See -- it's not because we're bastards**, it's because we have to protect our side of the network, and we'd love to make sure you could protect your side of your network as well.

Talk to us. We'll help you get the right answer.***

*Holy shit, why didn't I think of this before? I know what I'm doing tomorrow!

** Okay, we are. But often, we're friendly bastards on your side. Really.

*** Unless you have one of those all-dick all-the-time IT departments, in which case, I'm sorry, we're not all like that.
posted by eriko at 5:30 PM on October 1, 2008 [2 favorites]


Ha! Thanks for that answer - we contracted our IT work out and the incentive for most of the front line IT people is to close whatever "ticket" they had to open when you called them - not necessarily to fix your problem. It's basically a matter of finding the people further up the chain who know what they're doing - and then hoping that someone even further up gave them the authority to actually fix the problem.
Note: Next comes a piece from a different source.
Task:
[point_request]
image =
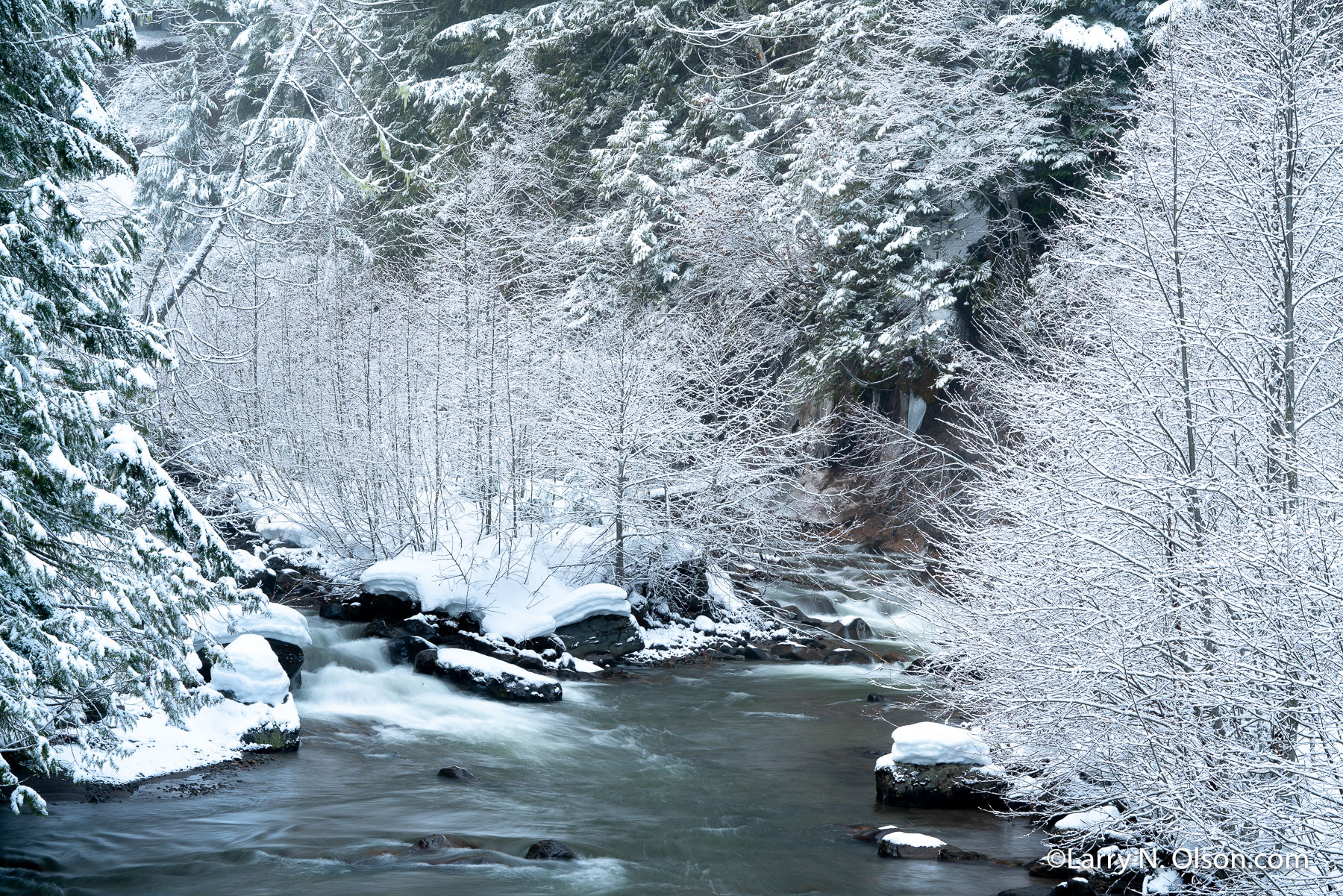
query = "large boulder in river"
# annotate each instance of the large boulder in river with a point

Anyway - sounds like I might just have to go w/ the dedicated extra laptop for work and then try to isolate it as much as possible from the rest of the machines on the home network.
posted by Mirandala at 5:43 PM on October 1, 2008


I will disagree with wongcorgi, who said, "As I understand it, when you go thru a VPN, all traffic gets redirected thru that connection."

This may be true, but not necessarily. It depends on how your VPN is configured. For instance, I use the VPN facility built into Mac OS X to connect to my corporate network. The way it is configured, when the VPN is connected, any traffic directed to the corporate intranet goes through the VPN. Any network traffic that hits the plain ole internet (google.com, for instance) routes through my home ISP as usual.

If you are wise in the way of traceroute, you can test how your particular corporate VPN solution works.